Session Item

The MR-linac adapts treatment plans to accommodate inter-fraction anatomical changes. Patients will experience further intra-fraction motion which will impact the final delivered dose. We aim to assess the performance of a hybrid intensity- and structure-based DIR algorithm for inter- and intra-fraction prostate MR images using geometric and dosimetric assessments.

We generated manual contours of the bladder, rectum, and CTV on 3D T2 MR images of 25 patients with prostate cancer treated with 30Gy/5 SBRT. In addition to the reference MR scan, three MR scans were obtained for each patient per fraction: session start (adapt), end of plan adaptation (verify), and during beam delivery (beam-on). We contoured 400 MR images. We recomputed adapt doses on the verify and beam-on MR scans. We performed DIRs for each patient between the reference MR and all fraction images, as well as within fraction adapt-to-verify (A-to-V) and adapt-to -beam-on (A-to-B). We use a hybrid DIR algorithm with two strategies: image intensity alone, and image intensity with controlling structures. The latter uses Chamfer matching to optimize the registration of the bladder, rectum, and CTV ROIs. For a subset of patients, we included controlling point-of-interest (POIs) in the DIR. We automatically generate the POIs based on an optimized mesh representation of the bladder adapted across all MR images. We compare manual and mapped contours using max distance to agreement (mDTA), dice similarity coefficient (DSC), and difference of DVHs (dDVH).

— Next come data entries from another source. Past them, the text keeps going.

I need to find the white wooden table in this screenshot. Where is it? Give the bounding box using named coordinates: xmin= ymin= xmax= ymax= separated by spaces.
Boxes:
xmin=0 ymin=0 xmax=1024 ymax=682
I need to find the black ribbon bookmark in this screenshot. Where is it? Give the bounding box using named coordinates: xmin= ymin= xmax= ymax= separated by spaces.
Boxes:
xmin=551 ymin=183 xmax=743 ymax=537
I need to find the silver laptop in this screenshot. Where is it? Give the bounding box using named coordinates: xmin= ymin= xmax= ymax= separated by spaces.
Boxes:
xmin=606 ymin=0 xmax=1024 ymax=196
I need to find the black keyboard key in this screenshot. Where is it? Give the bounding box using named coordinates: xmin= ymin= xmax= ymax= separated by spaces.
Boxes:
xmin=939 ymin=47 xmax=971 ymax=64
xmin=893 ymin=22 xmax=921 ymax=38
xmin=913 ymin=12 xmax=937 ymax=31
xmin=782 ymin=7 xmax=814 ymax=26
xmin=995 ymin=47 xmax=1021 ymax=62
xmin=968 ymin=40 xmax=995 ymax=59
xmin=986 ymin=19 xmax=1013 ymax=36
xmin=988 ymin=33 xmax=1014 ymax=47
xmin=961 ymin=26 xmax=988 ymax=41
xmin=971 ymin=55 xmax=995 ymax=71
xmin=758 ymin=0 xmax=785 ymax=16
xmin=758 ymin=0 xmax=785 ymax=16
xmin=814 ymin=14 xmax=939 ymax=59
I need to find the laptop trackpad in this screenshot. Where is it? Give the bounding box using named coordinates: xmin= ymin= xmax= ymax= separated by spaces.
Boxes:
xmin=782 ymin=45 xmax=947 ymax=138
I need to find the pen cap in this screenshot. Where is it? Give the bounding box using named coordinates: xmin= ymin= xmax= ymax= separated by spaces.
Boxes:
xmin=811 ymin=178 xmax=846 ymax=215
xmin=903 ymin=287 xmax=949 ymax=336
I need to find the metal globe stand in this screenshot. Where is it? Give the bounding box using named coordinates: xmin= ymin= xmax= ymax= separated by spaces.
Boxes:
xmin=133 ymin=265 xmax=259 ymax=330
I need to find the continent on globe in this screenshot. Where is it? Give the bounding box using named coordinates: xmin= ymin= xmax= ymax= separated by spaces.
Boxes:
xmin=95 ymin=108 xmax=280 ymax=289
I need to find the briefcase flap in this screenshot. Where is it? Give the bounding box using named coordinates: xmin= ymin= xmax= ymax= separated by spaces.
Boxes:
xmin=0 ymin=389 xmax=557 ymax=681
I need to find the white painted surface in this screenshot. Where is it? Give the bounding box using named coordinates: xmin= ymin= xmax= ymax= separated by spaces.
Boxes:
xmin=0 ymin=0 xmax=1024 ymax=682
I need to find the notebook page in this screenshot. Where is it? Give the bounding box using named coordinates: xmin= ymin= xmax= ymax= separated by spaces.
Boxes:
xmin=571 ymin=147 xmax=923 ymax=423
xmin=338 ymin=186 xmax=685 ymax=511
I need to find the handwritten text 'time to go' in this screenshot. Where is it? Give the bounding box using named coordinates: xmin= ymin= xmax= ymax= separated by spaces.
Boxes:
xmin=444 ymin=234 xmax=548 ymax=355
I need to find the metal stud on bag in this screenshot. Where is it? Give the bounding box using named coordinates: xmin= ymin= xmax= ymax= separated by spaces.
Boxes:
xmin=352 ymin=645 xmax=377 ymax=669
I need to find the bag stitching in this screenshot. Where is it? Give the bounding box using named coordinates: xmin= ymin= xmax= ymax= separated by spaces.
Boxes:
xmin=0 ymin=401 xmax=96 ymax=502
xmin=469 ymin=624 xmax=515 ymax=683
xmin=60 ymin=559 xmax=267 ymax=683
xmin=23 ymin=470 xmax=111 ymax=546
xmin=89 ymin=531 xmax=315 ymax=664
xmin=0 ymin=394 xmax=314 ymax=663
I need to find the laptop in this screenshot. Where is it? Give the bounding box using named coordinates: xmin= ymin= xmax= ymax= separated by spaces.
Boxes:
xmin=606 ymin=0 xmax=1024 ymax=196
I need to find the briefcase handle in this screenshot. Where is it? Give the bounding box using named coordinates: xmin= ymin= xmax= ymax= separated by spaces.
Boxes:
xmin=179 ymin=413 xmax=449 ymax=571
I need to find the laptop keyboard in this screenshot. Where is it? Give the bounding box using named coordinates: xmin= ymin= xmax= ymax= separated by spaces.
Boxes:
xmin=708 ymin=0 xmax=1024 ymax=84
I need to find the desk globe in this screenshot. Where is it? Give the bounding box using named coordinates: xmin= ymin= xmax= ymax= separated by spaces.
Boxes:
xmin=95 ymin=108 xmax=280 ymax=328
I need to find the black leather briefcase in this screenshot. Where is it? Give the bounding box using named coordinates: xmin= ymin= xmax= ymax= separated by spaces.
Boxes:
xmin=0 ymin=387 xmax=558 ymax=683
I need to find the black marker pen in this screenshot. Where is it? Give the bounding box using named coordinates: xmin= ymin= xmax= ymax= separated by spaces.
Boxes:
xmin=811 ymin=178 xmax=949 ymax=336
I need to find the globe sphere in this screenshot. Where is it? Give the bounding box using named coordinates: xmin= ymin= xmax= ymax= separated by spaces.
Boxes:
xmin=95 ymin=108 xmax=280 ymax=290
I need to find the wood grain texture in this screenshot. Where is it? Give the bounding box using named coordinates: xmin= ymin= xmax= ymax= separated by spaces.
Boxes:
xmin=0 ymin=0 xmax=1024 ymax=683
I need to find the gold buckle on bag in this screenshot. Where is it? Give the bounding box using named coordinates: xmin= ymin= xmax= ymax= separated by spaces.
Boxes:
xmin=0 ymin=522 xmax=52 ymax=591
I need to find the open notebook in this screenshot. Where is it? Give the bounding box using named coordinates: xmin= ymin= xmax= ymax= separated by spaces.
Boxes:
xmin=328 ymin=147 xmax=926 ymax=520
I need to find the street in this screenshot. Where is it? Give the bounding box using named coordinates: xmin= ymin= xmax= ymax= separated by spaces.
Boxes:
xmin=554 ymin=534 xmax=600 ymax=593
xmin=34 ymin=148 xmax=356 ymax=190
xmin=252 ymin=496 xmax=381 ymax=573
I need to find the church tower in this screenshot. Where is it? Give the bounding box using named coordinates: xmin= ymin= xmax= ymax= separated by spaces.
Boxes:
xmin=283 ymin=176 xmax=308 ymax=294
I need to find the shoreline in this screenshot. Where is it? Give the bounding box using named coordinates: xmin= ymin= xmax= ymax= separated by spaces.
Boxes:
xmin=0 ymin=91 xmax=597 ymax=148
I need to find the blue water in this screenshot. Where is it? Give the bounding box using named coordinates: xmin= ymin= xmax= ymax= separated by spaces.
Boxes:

In Fig. 1 we compare DSC between manual and mapped structures for the A-to-V and A-to-B DIRs using intensity-only and combined intensity-structure strategies. Use of the controlling ROIs improved the DSC and reduced variance. For the A-to-B intensity-only DIR, mDTA was 0.34±0.13 cm (CTV), 2.1±1.2 cm (bladder), and 0.9±0.6 cm (rectum). For the intensity-structure DIR, the values were 0.14±0.06 cm, 0.25±0.13 cm, and 0.3±0.6 cm, respectively. In Fig. 2 we present the dDVH between the manual and A-to-B mapped contours. For 14 patients, use of the controlling ROIs notably reduces dose differences across the entire dDVH. For 9 patients, the combined intensity-structure DIR resulted in worse ROI alignment (mDTA of 0.22±0.11 cm, 2.6±2.8 cm, 0.8±0.7 cm for A-to-B). By using controlling POIs, we were able to improve these DIRs (mDTA of 0.20±0.09 cm, 0.27±0.14 cm, 0.7±0.7 cm). The DIR between the reference and beam-on images using the intensity-only DIR produced a DSC of 0.89±0.04, 0.77±0.16, 0.83±0.07 and a difference in dose metrics of 59±125 cGy (CTV D98), 2±115 cGy (bladder D5cc), and -38±114 cGy (rectum D1cc).

We demonstrate that the hybrid DIR algorithm can incur errors in contour propagation which will impact application to dose warping and accumulation. Controlling ROIs and POIs improve the DIR and consequentially require ROI segmentation on registered images. This motivates implementation of robust automated contouring for dose accumulation work.